30. The method according to claim 28 or 29, wherein the enzymes and hybridization agent are added simultaneously, in a single step process or wherein the enzymes and hybridization agent are added in sufficiently rapid succession to each other to operate simultaneously.
31. The method according to any of claims 28-30, wherein no substantial removal of the one or more enzyme and / or the hybridization agent occurs prior to detecting the hybridized nucleic acids.
32. The method according to any one of claims 28-31, wherein at least one of the one or more enzymes is one or more proteases.
33. The method according to claim 32, wherein the one or more proteases has / have broad substrate specificity.
34. The method according to claim 33, wherein the one or more proteases is selected from the group consisting of serine proteases, cysteine proteases, threonine proteases, aspartic proteases, glutamic proteases, metalloproteases, and asparagine peptide lyases.

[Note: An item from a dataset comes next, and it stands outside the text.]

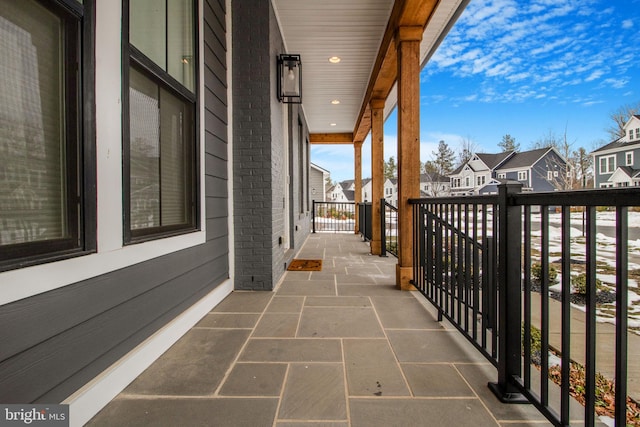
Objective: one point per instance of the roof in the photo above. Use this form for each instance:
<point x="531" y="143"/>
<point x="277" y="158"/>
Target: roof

35. The method according to any one of claims 28-34, wherein the at least one of the one or more enzymes is a lipase or an esterase.
36. The method according to any one of claims 28-35, wherein the at least one of the one of more enzymes is a carbohydrate degrading enzyme.
37. The method according to claim 36, wherein the carbohydrate degrading enzyme is selected from one or more of a cellulase, a hemicellulase, a pectinase, and an amylase.
38. The method according to any one of claims 28-37, wherein the hybridization agent is capable of specific hybridization at salt concentration(s) of between 0 to 1200 nM where the at least one enzyme is enzymatically active.
39. The method according any one of claims 28-38, wherein a)-b) are carried out simultaneously in a single step process.
40. The method according to any one of claims 28-38, wherein a)-b) are carried out in rapid succession to each other without any intermediate purification to operate simultaneously.
41. The method according to any one of claims 28-40, wherein a)-b) are carried out at essentially the same temperature, or wherein one or more temperature changes are included.
42. The method according to one of claims 28-41, further comprising incubating the sample after b).
43. The method according to any of claims 28-42, wherein between about 10° and about 109microorganisms / ml are detectable.
44. The method according to any one of claims 28-43, wherein b is carried out on the optionally diluted mixture from (a) comprising the sample, the added one or more enzymes, and the hybridization agent.
45. The method according to claim 44, wherein, prior to (c) no removal takes place of components of the mixture comprising the sample, the added one or more enzymes, and the hybridization agent.